You can define nested states naturally using a recursive states object:

type AppState = "LoggedOut" | "LoggedIn" | "LoggedIn.Dashboard" | "LoggedIn.Settings";
type AppEvent = { type: "LOGIN" } | { type: "LOGOUT" } | { type: "GO_SETTINGS" } | { type: "GO_DASHBOARD" };

const appMachine: MachineDefinition<AppState, AppEvent, string> = {
    initial: "LoggedOut",
    states: {
        LoggedOut: {
            on: { LOGIN: { target: "LoggedIn" } }
        },
        // Parent state:
        LoggedIn: {
            initial: "Dashboard", // Automatically enters Dashboard
            entry: ["welcome:user"],
            exit: ["goodbye:user"],
            on: { 
                // Any child state receiving "LOGOUT" will trigger this transition
                LOGOUT: { target: "LoggedOut" } 
            },
            states: {
                Dashboard: {
                    on: { GO_SETTINGS: { target: "LoggedIn.Settings" } }
                },
                Settings: {
                    on: { GO_DASHBOARD: { target: "LoggedIn.Dashboard" } }
                }
            }
        }
    }
}

If you evaluate this configuration:

  • Triggering LOGIN from LoggedOut will execute welcome:user and land automatically the LoggedIn.Dashboard leaf state.
  • Triggering GO_SETTINGS from LoggedIn.Dashboard will transition cleanly to LoggedIn.Settings.
  • Triggering LOGOUT from either LoggedIn.Dashboard or LoggedIn.Settings will bubble up, executing goodbye:user, and land safely back at LoggedOut.

Note: Our engine supports both fully nested states objects as shown here, as well as flat-map structures referencing a string parent property.

History States

Sometimes you want to return to the child state you were last in rather than the default initial state. You can transition to [ParentState].$history.

// From a "Paused" state inside a media player
on: {
    RESUME: { target: "Playing.$history" } // Returns to "Playing.Song" or "Playing.Podcast"
}

Note: The history mapping is maintained automatically by the execute function and the Service wrapper.

Parallel Regions

Orthogonal states (e.g., controlling background music and air conditioning simultaneously) can be managed with executeParallel.

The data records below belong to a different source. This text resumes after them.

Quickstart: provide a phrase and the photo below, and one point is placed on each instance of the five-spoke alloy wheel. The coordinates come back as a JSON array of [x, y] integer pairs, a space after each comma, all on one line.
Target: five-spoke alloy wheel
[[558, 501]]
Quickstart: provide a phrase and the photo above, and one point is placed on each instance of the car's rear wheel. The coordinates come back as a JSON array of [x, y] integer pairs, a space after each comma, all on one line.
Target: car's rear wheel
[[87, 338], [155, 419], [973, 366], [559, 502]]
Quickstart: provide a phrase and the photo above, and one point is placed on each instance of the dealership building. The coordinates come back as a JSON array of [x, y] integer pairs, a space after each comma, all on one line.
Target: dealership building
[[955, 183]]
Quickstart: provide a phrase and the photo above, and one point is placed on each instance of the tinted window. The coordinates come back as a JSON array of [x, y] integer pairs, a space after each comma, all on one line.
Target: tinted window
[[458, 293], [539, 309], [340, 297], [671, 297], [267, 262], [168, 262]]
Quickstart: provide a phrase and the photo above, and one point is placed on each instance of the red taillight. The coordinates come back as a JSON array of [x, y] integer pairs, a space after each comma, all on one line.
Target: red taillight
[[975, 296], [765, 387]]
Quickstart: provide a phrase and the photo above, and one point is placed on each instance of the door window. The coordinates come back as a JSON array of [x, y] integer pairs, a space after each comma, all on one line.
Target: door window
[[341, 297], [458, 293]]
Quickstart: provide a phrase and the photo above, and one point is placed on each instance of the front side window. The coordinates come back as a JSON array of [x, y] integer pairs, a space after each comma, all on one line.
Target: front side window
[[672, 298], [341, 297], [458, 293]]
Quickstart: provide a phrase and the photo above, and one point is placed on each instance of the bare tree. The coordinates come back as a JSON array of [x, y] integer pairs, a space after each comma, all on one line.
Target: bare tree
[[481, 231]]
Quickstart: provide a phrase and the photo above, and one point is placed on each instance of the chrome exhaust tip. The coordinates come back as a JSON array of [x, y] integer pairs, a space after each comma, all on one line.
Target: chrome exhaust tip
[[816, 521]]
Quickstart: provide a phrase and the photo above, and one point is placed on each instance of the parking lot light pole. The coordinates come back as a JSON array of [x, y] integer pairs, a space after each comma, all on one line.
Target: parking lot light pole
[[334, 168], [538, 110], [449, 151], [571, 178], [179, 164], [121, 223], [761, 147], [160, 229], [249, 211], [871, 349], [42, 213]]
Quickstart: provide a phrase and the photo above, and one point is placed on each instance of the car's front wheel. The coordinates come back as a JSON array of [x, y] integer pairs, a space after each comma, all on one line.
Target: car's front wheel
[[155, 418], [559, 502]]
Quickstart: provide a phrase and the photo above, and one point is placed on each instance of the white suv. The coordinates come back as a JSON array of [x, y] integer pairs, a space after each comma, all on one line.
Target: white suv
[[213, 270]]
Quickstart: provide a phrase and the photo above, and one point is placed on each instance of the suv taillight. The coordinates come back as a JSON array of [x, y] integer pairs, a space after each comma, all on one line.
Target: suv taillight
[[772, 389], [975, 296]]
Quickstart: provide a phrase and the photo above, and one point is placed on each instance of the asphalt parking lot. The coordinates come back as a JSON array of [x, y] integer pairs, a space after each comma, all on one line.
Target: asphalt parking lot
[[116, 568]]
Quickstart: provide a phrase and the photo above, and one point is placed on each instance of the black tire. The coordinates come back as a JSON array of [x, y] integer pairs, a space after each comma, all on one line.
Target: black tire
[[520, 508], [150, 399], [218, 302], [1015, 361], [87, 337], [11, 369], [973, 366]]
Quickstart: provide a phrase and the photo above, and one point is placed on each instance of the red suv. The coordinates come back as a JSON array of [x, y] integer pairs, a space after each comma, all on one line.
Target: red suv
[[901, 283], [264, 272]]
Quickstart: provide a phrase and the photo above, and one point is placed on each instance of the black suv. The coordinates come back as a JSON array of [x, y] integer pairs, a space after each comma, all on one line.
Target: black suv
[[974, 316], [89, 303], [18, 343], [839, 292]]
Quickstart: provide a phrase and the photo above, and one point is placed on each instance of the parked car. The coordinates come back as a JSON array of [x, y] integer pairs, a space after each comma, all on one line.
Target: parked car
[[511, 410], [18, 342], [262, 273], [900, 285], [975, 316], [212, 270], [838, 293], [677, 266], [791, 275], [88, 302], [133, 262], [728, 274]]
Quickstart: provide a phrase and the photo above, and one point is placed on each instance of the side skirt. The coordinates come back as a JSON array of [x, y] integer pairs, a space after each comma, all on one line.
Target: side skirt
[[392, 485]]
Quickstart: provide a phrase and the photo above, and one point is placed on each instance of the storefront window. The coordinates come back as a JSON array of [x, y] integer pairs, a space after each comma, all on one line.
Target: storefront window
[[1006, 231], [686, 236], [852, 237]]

import { executeParallel, ParallelRegion } from "nano-statechart";

const regions: ParallelRegion<CarEvent, string>[] = [
    { definition: acMachine, state: "Off", context: undefined },
    { definition: musicMachine, state: "Stopped", context: undefined },
];

const result = executeParallel(regions, { type: "PLAY" });
// Result merges effects from all regions and updates local states.

API Reference

Types

  • MachineEvent<Type>: Base event type ensuring your events have a type string discriminant.
  • MachineDefinition<S, E, Fx, Ctx>: The main configuration object.
  • TransitionResult<S, Fx, Ctx>: What execute and service.send return: { next: string, effects: Fx[], context: Ctx, history: HistoryMap }.

Methods

  • createService(def, effectHandler?) Creates an imperative service.

    • send(event): Dispatches an event.
    • getState() / getContext() / getHistory(): Getters.
    • subscribe(listener): Listen for transitions. Returns an unsubscribe function.
  • execute(def, current, event, ctx, history?) The pure execution function. Calculates correct exit and entry paths up to the Least Common Ancestor, updates history, and merges effects.

  • getInitialState(def) Resolves the actual starting leaf-state.

  • executeParallel(regions, event) Fires the event into multiple parallel machines and merges the resulting states and effects.